Thorium-232 undergoes the following decays successively: parent \({ }^{232}\) Th decays to six alpha particles plus daughter 1, then daughter 1 decays to four beta particles plus daughter \(2 .\) Identify daughter 2 .

In the ore of what metal would you look for thorium? Explain.In the ore of what metal would you look for thorium? Explain.
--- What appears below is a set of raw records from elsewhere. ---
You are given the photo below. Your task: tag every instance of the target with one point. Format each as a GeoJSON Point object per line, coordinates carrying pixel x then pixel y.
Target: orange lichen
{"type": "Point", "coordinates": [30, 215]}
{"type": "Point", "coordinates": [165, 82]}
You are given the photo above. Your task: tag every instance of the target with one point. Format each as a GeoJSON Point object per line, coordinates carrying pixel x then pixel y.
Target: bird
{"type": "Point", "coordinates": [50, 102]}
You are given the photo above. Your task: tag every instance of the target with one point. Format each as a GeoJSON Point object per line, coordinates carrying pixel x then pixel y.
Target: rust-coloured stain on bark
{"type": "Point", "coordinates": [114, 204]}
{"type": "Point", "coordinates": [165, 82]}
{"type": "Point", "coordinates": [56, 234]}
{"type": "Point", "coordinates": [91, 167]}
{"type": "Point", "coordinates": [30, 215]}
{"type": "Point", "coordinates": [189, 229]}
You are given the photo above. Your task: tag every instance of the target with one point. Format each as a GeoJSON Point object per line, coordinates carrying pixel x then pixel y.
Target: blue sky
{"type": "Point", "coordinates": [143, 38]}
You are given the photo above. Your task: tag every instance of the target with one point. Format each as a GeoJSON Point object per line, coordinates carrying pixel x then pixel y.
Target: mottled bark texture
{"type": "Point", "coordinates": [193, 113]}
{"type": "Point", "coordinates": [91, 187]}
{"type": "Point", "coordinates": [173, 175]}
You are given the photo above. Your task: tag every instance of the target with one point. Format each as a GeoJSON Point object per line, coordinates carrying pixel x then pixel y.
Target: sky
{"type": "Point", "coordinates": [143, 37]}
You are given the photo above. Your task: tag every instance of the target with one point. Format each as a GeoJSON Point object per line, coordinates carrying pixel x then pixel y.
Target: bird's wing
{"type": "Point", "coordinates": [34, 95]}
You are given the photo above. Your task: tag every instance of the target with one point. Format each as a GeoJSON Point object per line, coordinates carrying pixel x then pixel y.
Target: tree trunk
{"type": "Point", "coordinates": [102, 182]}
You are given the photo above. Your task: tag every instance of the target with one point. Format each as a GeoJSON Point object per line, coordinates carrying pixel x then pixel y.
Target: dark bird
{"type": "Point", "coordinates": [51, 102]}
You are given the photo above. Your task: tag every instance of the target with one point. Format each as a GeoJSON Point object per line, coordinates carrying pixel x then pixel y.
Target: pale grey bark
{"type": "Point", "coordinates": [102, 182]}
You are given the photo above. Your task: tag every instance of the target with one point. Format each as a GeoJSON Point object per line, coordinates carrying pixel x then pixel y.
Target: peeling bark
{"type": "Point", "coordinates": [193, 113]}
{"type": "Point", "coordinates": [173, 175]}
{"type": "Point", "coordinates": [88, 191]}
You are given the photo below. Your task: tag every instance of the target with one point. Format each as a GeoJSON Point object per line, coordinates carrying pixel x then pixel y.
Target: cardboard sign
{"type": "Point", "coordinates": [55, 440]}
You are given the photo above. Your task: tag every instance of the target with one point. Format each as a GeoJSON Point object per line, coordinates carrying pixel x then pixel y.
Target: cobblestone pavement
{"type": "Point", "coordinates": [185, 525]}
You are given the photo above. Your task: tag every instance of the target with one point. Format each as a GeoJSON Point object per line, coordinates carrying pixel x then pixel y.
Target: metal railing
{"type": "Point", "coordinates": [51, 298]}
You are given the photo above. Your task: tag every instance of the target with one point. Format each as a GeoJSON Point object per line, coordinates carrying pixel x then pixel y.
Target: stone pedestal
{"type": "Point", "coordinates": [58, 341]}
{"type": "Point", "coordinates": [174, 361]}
(a) Write the reaction for the beta decay of tritium. (b) Like \({ }^{14} \mathrm{C}\), tritium is formed by nuclear reactions in the upper atmosphere. What is the missing product here: \({ }_{7}^{14} \mathrm{~N}+{ }_{0}^{1} \mathrm{n} \rightarrow{ }_{1}^{3} \mathrm{H}+?\) (c) The half-life of tritium is only \(12.26\) years, and yet there is always some present on Earth (about 1 atom in every \(10^{18} \mathrm{H}\) atoms is tritium). How can this be?

Polonium-210, an alpha emitter, has a halflife of \(138.4\) days. Suppose you were to collect the helium gas originating from the alpha particles. How many milliliters of helium gas at standard temperature and pressure would you collect from \(1.000 \mathrm{~g}\) of polonium dioxide, \(\mathrm{PoO}_{2}\), in a period of \(138.4\) days? [Assume all the polonium in the sample is \({ }^{210} \mathrm{Po}\), molar mass \(209.98287 \mathrm{~g} / \mathrm{mol}\). Alpha emission from polonium- 210 yields the nonradioactive isotope lead-206; see Problem 16.103.]

Past the "bismuth buoy," \(\beta\) radiation will not render a radioactive nucleus nonradioactive. Explain why.

Consider the nuclear fusion of hydrogen into helium: \(4{ }_{1}^{1} \mathrm{H} \rightarrow{ }_{2}^{4} \mathrm{He}+2\) identical subatomic particles (a) What are the two identical subatomic particles? (b) During this transformation, mass is lost and converted into energy, releasing \(2.56 \times 10^{9} \mathrm{~kJ}\) per mole of helium formed. How many gallons of gasoline would you have to burn to release this much energy, assuming gasoline is pure octane? Burning octane releases \(5509.0 \mathrm{~kJ} / \mathrm{mol} ;\) the \(\mathrm{MM}\) of octane is \(114.23 \mathrm{~g} / \mathrm{mol} ;\) the density of octane is \(0.703 \mathrm{~g} / \mathrm{mL} ;\) there are \(3785.408 \mathrm{~mL}\) per gallon. (c) How much mass was lost in grams? Note that a joule is a \(\mathrm{kg} \mathrm{m}^{2} / \mathrm{s}^{2}\).

Given four nuclei: \({ }_{10}^{20} \mathrm{~A},{ }_{9}^{17} \mathrm{~B},{ }_{12}^{28} \mathrm{C}\), and \({ }_{86}^{226} \mathrm{D}\), which is likely to emit a \(\beta^{-}\) particle, and which is likely to emit a \(\beta^{+}\) particle? Explain your choices.

Over time, \(3.00 \mathrm{~g}\) of \({ }_{55}^{132} \mathrm{Cs}\) decays by \(\beta^{-}\) emission to produce stable xenon. If the half-life of \({ }_{55}^{132} \mathrm{Cs}\) is 55 days, how much \({ }_{55}^{132} \mathrm{Cs}\) will be left after 150 days?